In this review, we have provided some representative examples of omic studies as applied to the epidemiological investigation of diabetes and related outcomes. It is only possible to provide a snapshot of the most commonly employed technologies, and there are numerous other omics platforms that we did not have space to discuss in more detail, in particular radiomics or imaging data, as well as gut microbiome and exposome [142, 143]. For investigators planning to embark on epidemiological analyses with biobanking for future omics analyses, it is important to be forward-looking, and not be limited by currently available technologies. Other challenges investigators are likely to encounter in this area of work include the capacity and costs for data storage, capabilities for data linkage, methodologies for data analysis, integration of data across the different omics platforms and clinical phenotypes, and the need for multidisciplinary collaboration given the different domains of expertise required.

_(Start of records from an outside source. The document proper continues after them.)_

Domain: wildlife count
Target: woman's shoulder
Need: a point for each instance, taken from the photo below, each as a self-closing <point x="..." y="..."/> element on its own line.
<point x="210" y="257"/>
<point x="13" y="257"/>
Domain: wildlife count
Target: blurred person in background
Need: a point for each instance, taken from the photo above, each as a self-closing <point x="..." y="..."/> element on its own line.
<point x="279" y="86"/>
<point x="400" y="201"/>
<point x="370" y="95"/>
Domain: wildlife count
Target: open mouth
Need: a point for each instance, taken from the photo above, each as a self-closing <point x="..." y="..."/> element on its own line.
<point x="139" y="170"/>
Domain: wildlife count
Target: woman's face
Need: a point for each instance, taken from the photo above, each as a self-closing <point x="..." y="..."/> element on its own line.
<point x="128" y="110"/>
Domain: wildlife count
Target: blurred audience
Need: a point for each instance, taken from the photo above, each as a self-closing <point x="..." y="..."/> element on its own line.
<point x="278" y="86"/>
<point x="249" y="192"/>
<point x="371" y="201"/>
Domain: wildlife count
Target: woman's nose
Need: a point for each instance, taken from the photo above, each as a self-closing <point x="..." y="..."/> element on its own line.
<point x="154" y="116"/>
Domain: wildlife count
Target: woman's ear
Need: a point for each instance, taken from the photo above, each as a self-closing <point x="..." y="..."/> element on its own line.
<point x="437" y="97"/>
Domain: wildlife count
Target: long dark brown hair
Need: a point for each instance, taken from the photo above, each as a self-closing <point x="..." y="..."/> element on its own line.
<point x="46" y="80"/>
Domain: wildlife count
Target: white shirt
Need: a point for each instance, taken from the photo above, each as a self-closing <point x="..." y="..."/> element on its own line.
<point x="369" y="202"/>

Whilst the different omics are tools with the potential utility to elucidate disease mechanisms, classify disease subtypes, stratify risk and inform targeted treatment, when analyzed in an integrated manner, may provide new insights for predicting, preventing, classifying and personalizing care in diabetes. Advances in the development of methods, including those involving machine learning and artificial intelligence, to integrate data from these multi-omics datasets, would also be key to future development in this area for precision medicine in diabetes [144, 145, 146••].